Code Example: The “User” Entity

Even though MongoDB is schema-less, your application code (Java/Go) usually defines a strict structure. Using short field names in BSON tags is a common optimization to reduce storage costs.

Java

import org.bson.codecs.pojo.annotations.BsonProperty;
import org.bson.types.ObjectId;
import java.util.List;

public class User {
    private ObjectId id;

    // "nm" saves bytes compared to "name" in every doc
    @BsonProperty("nm")
    private String name;

    private String email;

    // Embedded Relationship: Stored directly inside the User document
    private List<Address> addresses;

    // Getters and Setters...
}

public class Address {
    private String street;
    private String city;
    private String zip;
}

Go

package main

import "go.mongodb.org/mongo-driver/bson/primitive"

type User struct {
    ID        primitive.ObjectID `bson:"_id,omitempty"`

    // "nm" saves bytes compared to "name" in every doc
    Name      string             `bson:"nm"`
    Email     string             `bson:"email"`

    // Embedded Relationship: Stored directly inside the User document
    Addresses []Address          `bson:"addresses,omitempty"`
}

type Address struct {
    Street string `bson:"street"`
    City   string `bson:"city"`
    Zip    string `bson:"zip"`
}

[!TIP] Pro Tip: Notice the @BsonProperty("nm") and bson:"nm" tags? Since field names are repeated in every BSON document, shortening “firstName” to “fn” can save significant storage for collections with billions of documents.

3. The 16MB Hard Limit

A single MongoDB document cannot exceed 16 megabytes.

  • Why?
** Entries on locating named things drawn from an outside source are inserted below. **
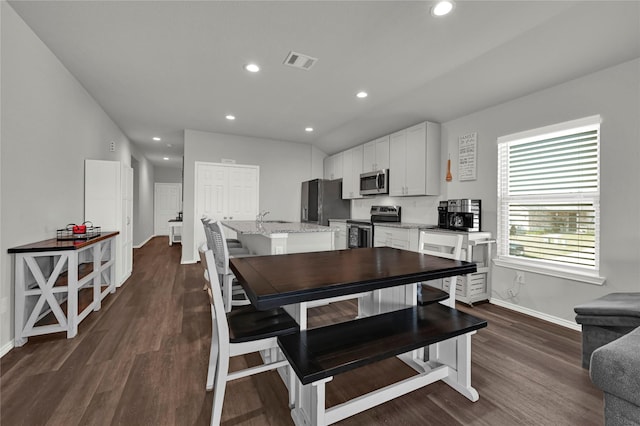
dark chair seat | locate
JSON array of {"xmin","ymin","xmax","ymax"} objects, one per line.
[
  {"xmin": 418, "ymin": 284, "xmax": 449, "ymax": 306},
  {"xmin": 227, "ymin": 305, "xmax": 300, "ymax": 343}
]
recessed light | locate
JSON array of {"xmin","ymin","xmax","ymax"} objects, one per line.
[
  {"xmin": 431, "ymin": 0, "xmax": 453, "ymax": 16},
  {"xmin": 244, "ymin": 64, "xmax": 260, "ymax": 72}
]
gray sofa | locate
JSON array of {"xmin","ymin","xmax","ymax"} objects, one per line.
[
  {"xmin": 574, "ymin": 293, "xmax": 640, "ymax": 368},
  {"xmin": 589, "ymin": 327, "xmax": 640, "ymax": 426}
]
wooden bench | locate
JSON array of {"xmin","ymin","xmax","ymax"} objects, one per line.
[{"xmin": 278, "ymin": 303, "xmax": 487, "ymax": 425}]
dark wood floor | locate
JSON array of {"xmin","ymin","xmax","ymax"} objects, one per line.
[{"xmin": 0, "ymin": 237, "xmax": 603, "ymax": 426}]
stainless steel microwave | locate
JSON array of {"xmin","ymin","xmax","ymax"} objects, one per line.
[{"xmin": 360, "ymin": 169, "xmax": 389, "ymax": 195}]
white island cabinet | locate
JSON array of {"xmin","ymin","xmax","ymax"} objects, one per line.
[
  {"xmin": 222, "ymin": 220, "xmax": 337, "ymax": 255},
  {"xmin": 329, "ymin": 219, "xmax": 347, "ymax": 250}
]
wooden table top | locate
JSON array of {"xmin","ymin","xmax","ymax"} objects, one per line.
[
  {"xmin": 9, "ymin": 231, "xmax": 119, "ymax": 253},
  {"xmin": 230, "ymin": 247, "xmax": 476, "ymax": 310}
]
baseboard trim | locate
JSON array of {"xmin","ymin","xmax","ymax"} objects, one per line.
[
  {"xmin": 0, "ymin": 339, "xmax": 14, "ymax": 358},
  {"xmin": 489, "ymin": 297, "xmax": 582, "ymax": 331},
  {"xmin": 133, "ymin": 235, "xmax": 156, "ymax": 248}
]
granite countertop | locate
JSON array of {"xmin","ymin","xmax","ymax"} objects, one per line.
[
  {"xmin": 222, "ymin": 220, "xmax": 339, "ymax": 236},
  {"xmin": 376, "ymin": 222, "xmax": 437, "ymax": 229}
]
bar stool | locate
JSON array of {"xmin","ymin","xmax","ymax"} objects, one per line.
[
  {"xmin": 418, "ymin": 231, "xmax": 464, "ymax": 308},
  {"xmin": 200, "ymin": 216, "xmax": 249, "ymax": 256},
  {"xmin": 207, "ymin": 221, "xmax": 251, "ymax": 312}
]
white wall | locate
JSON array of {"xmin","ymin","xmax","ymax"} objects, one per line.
[
  {"xmin": 442, "ymin": 59, "xmax": 640, "ymax": 321},
  {"xmin": 0, "ymin": 1, "xmax": 131, "ymax": 354},
  {"xmin": 153, "ymin": 166, "xmax": 182, "ymax": 183},
  {"xmin": 182, "ymin": 130, "xmax": 321, "ymax": 263}
]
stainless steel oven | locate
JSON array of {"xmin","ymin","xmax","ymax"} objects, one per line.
[
  {"xmin": 347, "ymin": 220, "xmax": 373, "ymax": 248},
  {"xmin": 347, "ymin": 206, "xmax": 400, "ymax": 248}
]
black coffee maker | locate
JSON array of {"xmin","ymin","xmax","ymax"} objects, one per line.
[{"xmin": 438, "ymin": 200, "xmax": 449, "ymax": 229}]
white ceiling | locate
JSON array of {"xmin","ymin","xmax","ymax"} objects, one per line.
[{"xmin": 10, "ymin": 0, "xmax": 640, "ymax": 167}]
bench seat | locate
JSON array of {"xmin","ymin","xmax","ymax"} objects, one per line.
[{"xmin": 278, "ymin": 303, "xmax": 487, "ymax": 385}]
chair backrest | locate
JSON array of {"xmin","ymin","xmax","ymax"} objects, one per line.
[
  {"xmin": 200, "ymin": 216, "xmax": 213, "ymax": 248},
  {"xmin": 205, "ymin": 221, "xmax": 231, "ymax": 275},
  {"xmin": 204, "ymin": 249, "xmax": 229, "ymax": 348},
  {"xmin": 418, "ymin": 231, "xmax": 464, "ymax": 260},
  {"xmin": 418, "ymin": 231, "xmax": 464, "ymax": 308}
]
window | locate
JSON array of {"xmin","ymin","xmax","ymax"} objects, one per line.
[{"xmin": 498, "ymin": 116, "xmax": 600, "ymax": 282}]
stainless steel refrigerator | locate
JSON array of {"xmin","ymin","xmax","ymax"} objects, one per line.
[{"xmin": 300, "ymin": 179, "xmax": 351, "ymax": 226}]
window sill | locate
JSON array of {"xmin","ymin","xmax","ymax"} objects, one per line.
[{"xmin": 493, "ymin": 258, "xmax": 607, "ymax": 285}]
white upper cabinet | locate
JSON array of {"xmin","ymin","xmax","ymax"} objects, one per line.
[
  {"xmin": 362, "ymin": 135, "xmax": 389, "ymax": 172},
  {"xmin": 389, "ymin": 122, "xmax": 440, "ymax": 196},
  {"xmin": 342, "ymin": 145, "xmax": 363, "ymax": 199},
  {"xmin": 324, "ymin": 152, "xmax": 343, "ymax": 180}
]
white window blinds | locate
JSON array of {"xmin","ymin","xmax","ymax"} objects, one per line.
[{"xmin": 498, "ymin": 116, "xmax": 600, "ymax": 270}]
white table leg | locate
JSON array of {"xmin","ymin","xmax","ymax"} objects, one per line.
[{"xmin": 436, "ymin": 331, "xmax": 480, "ymax": 402}]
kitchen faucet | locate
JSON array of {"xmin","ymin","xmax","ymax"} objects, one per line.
[{"xmin": 256, "ymin": 210, "xmax": 270, "ymax": 223}]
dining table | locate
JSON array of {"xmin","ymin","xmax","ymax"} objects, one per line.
[
  {"xmin": 230, "ymin": 247, "xmax": 477, "ymax": 329},
  {"xmin": 230, "ymin": 247, "xmax": 478, "ymax": 424}
]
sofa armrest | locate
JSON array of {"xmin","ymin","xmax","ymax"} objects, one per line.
[{"xmin": 589, "ymin": 327, "xmax": 640, "ymax": 406}]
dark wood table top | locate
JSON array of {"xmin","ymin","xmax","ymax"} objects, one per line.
[
  {"xmin": 229, "ymin": 247, "xmax": 477, "ymax": 310},
  {"xmin": 9, "ymin": 231, "xmax": 119, "ymax": 253}
]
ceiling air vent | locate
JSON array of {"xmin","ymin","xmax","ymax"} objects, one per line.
[{"xmin": 283, "ymin": 52, "xmax": 318, "ymax": 71}]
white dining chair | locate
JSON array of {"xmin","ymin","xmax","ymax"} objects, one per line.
[
  {"xmin": 206, "ymin": 221, "xmax": 251, "ymax": 312},
  {"xmin": 418, "ymin": 231, "xmax": 464, "ymax": 308},
  {"xmin": 204, "ymin": 250, "xmax": 299, "ymax": 425}
]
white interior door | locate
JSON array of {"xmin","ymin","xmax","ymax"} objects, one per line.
[
  {"xmin": 121, "ymin": 166, "xmax": 133, "ymax": 280},
  {"xmin": 193, "ymin": 161, "xmax": 260, "ymax": 259},
  {"xmin": 153, "ymin": 183, "xmax": 182, "ymax": 235}
]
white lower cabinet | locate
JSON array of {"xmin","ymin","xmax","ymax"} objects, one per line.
[
  {"xmin": 373, "ymin": 225, "xmax": 419, "ymax": 251},
  {"xmin": 329, "ymin": 220, "xmax": 347, "ymax": 250}
]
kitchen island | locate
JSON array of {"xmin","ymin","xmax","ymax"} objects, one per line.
[{"xmin": 222, "ymin": 220, "xmax": 338, "ymax": 255}]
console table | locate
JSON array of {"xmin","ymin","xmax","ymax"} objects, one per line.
[{"xmin": 9, "ymin": 232, "xmax": 118, "ymax": 346}]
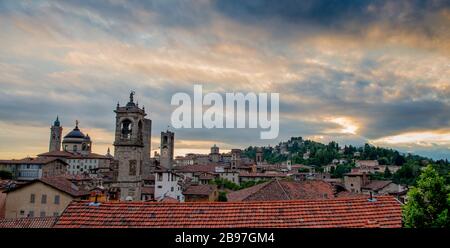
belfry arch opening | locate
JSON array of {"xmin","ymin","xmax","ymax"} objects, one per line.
[{"xmin": 120, "ymin": 119, "xmax": 133, "ymax": 139}]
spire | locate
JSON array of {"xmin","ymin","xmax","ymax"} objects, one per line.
[
  {"xmin": 130, "ymin": 90, "xmax": 136, "ymax": 103},
  {"xmin": 53, "ymin": 116, "xmax": 61, "ymax": 127},
  {"xmin": 127, "ymin": 90, "xmax": 136, "ymax": 107}
]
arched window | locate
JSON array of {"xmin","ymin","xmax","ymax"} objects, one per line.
[
  {"xmin": 138, "ymin": 120, "xmax": 143, "ymax": 142},
  {"xmin": 120, "ymin": 119, "xmax": 133, "ymax": 139}
]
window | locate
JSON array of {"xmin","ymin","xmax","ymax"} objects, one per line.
[{"xmin": 128, "ymin": 160, "xmax": 137, "ymax": 176}]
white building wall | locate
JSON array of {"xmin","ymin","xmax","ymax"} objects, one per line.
[{"xmin": 155, "ymin": 172, "xmax": 184, "ymax": 202}]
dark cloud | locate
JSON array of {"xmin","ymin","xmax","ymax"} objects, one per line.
[{"xmin": 213, "ymin": 0, "xmax": 450, "ymax": 32}]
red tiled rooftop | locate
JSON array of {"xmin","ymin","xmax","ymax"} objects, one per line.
[
  {"xmin": 227, "ymin": 180, "xmax": 334, "ymax": 201},
  {"xmin": 55, "ymin": 196, "xmax": 402, "ymax": 228},
  {"xmin": 0, "ymin": 217, "xmax": 57, "ymax": 228},
  {"xmin": 7, "ymin": 177, "xmax": 89, "ymax": 197},
  {"xmin": 0, "ymin": 157, "xmax": 66, "ymax": 164},
  {"xmin": 362, "ymin": 180, "xmax": 392, "ymax": 190}
]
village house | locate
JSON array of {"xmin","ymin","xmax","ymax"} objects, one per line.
[
  {"xmin": 5, "ymin": 177, "xmax": 89, "ymax": 218},
  {"xmin": 0, "ymin": 157, "xmax": 68, "ymax": 181},
  {"xmin": 227, "ymin": 179, "xmax": 334, "ymax": 202},
  {"xmin": 154, "ymin": 169, "xmax": 186, "ymax": 202},
  {"xmin": 239, "ymin": 172, "xmax": 289, "ymax": 184},
  {"xmin": 0, "ymin": 216, "xmax": 58, "ymax": 228}
]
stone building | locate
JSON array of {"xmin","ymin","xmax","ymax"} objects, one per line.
[
  {"xmin": 209, "ymin": 144, "xmax": 220, "ymax": 163},
  {"xmin": 231, "ymin": 149, "xmax": 241, "ymax": 169},
  {"xmin": 114, "ymin": 92, "xmax": 152, "ymax": 200},
  {"xmin": 5, "ymin": 177, "xmax": 89, "ymax": 218},
  {"xmin": 255, "ymin": 147, "xmax": 264, "ymax": 165},
  {"xmin": 48, "ymin": 116, "xmax": 62, "ymax": 152},
  {"xmin": 159, "ymin": 130, "xmax": 175, "ymax": 169}
]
To prevent a single large document from hogging too much RAM or network bandwidth during processing.
  • Implication: You cannot embed everything. If a user can have infinite comments, you cannot embed them in the User document.

When to Embed vs. Reference?

Feature Embedding Referencing
Read Speed Fast (1 seek) Slower (Multiple seeks / $lookup)
Write Speed Fast (Atomic update) Slower (Multi-document transaction)
Data Size Limited to 16MB Unlimited
Consistency Strong (Single doc) Eventual (unless using Transactions)

4. Key Takeaways

  1. Optimize for Reads: Most applications read 100x more often than they write. Design your schema so that the most common queries are fast.
  2. Embed by Default: Start by embedding related data. Only move to referencing if you hit the 16MB limit or have specific access patterns (e.g., accessing the child data independently).
  3. Short Keys: Use short field names in your code annotations to save disk space.